Le royaume sera là quand nous aimerons dans la vérité et vivrons avec toutes personnes sans considération des origines
En fin d’année liturgique, les textes bibliques parlent régulièrement de fin des temps, fin du monde, arrivée du Royaume. La vie éternelle se dessine à l’horizon des propositions de prières et méditations contemplatives.
Ce regard vers un lointain transcendant notre monde comporte inévitablement la question du sens du Royaume. Quel est, selon les disciples du Christ, ce Royaume à venir ? Est-il la récompense de notre bonne conduite sur terre ? La compensation de nos souffrances d’ici-bas ? Absolument pas ! Et je partage résolument l’opinion de Marx qui dit qu’une vision consolatrice de nos misères actuelles ne peut être portée que par une religion opium du peuple.
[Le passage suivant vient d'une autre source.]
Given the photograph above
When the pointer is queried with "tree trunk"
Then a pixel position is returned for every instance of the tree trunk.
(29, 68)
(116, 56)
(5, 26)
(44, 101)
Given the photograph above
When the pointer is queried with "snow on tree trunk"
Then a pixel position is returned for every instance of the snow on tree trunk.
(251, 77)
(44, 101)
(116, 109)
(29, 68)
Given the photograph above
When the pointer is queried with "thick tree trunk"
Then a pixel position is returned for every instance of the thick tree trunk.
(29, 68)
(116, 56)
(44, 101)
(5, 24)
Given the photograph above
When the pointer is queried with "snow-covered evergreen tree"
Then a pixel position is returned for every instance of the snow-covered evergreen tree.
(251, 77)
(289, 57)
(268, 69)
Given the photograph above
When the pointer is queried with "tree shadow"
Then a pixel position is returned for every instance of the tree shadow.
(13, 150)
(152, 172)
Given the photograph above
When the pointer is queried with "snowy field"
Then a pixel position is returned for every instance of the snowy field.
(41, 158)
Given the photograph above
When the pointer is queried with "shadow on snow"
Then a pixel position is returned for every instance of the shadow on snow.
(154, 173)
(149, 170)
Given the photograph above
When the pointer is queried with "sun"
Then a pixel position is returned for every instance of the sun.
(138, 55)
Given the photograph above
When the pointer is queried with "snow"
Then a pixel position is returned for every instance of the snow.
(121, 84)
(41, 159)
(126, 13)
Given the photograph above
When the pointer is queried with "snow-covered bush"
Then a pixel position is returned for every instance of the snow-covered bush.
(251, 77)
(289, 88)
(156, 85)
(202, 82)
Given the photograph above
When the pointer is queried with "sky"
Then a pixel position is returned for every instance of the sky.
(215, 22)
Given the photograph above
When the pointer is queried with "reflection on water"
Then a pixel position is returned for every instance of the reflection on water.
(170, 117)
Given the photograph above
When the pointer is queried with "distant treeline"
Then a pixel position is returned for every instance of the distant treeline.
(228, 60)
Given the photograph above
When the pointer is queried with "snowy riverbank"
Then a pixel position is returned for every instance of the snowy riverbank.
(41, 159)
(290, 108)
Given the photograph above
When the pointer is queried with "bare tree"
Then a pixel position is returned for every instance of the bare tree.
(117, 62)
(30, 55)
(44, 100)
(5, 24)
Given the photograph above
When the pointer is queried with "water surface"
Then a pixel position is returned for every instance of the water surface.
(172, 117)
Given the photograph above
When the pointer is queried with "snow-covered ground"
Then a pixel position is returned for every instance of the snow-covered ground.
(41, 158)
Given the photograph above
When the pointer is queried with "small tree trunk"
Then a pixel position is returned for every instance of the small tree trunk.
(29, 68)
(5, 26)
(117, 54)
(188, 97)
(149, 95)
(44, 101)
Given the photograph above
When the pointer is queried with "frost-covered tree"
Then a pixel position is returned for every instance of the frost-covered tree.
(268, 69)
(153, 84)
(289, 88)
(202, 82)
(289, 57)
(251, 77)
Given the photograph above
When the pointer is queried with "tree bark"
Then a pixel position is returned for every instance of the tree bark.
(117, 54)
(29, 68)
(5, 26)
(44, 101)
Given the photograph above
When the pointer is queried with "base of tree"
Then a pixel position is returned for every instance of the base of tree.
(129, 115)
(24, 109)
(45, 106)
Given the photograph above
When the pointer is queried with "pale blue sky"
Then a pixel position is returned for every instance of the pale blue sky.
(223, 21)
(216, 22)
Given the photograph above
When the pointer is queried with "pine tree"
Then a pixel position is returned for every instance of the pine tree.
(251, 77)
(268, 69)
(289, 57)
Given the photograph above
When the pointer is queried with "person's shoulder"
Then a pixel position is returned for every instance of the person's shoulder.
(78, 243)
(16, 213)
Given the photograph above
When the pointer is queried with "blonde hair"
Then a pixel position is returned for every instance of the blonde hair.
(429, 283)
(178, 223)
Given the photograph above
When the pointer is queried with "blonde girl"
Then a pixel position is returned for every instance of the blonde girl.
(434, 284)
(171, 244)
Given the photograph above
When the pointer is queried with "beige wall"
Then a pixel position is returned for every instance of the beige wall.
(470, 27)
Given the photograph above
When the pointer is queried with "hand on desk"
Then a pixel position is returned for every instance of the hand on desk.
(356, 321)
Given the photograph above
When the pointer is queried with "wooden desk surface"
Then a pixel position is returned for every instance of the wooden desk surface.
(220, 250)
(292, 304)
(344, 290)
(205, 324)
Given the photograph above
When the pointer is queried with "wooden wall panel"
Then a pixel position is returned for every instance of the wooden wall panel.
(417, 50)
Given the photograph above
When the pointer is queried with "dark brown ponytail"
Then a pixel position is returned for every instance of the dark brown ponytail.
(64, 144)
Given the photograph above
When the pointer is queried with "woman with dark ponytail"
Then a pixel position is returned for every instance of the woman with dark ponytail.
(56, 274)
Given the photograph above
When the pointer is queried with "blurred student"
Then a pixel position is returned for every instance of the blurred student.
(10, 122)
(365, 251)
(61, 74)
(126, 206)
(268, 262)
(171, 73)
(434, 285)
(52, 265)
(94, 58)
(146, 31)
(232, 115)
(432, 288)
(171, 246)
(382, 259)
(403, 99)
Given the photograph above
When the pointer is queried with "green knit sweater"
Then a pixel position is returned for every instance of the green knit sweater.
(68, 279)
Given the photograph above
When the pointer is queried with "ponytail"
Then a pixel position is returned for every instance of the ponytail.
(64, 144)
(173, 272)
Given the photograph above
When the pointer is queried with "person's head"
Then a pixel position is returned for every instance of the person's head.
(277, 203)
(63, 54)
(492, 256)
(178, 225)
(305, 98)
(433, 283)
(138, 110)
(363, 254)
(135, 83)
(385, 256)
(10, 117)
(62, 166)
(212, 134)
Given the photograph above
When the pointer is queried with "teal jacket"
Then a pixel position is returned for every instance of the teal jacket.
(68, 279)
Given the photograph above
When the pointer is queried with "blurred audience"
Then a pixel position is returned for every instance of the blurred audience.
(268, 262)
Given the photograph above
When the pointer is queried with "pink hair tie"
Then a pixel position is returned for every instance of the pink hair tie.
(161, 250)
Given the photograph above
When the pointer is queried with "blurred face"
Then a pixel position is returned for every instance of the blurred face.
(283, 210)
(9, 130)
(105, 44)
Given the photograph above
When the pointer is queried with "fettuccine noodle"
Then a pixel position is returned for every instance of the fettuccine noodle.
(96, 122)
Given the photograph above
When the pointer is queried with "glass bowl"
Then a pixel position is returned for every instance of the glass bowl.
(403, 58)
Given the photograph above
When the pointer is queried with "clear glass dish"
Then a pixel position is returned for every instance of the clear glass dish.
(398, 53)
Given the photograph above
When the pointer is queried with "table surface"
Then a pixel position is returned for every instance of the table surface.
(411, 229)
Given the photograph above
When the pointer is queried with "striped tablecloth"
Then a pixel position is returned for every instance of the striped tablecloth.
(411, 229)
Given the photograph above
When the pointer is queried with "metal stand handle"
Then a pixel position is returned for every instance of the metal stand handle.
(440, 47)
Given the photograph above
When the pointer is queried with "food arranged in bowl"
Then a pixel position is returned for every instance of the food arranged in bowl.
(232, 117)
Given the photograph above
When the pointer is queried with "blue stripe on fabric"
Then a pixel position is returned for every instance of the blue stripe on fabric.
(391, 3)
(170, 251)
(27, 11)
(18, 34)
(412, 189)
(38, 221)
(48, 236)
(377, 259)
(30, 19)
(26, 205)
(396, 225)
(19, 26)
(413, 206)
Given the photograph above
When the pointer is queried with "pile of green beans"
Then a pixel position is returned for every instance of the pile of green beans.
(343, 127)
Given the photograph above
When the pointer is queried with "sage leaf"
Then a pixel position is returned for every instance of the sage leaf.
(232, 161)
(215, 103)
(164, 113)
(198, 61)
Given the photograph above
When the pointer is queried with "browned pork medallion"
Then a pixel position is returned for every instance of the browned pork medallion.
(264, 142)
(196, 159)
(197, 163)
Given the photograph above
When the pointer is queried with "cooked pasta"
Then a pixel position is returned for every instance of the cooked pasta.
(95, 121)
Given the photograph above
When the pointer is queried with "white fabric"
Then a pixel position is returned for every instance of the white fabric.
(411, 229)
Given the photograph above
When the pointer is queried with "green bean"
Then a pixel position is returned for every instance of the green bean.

Celui qui dit que les injustices du temps présent n’ont aucun poids, car dans le monde éternel, il y aura le bonheur de la gloire divine entretient le mensonge dans le seul but de préserver les privilèges de sa position économique et sociale.
Où est le Royaume ? Que signifie ce mot Royaume ?
Il suffit certes d’ouvrir les Évangiles pour avoir réponse à ces questions. Mais, à mon sens, les interrogations demeurent, car nous chargeons trop le mot royaume du sens de mode de gouvernance par les rois, les princes de la terre qui ont le pouvoir même dans l’injustice.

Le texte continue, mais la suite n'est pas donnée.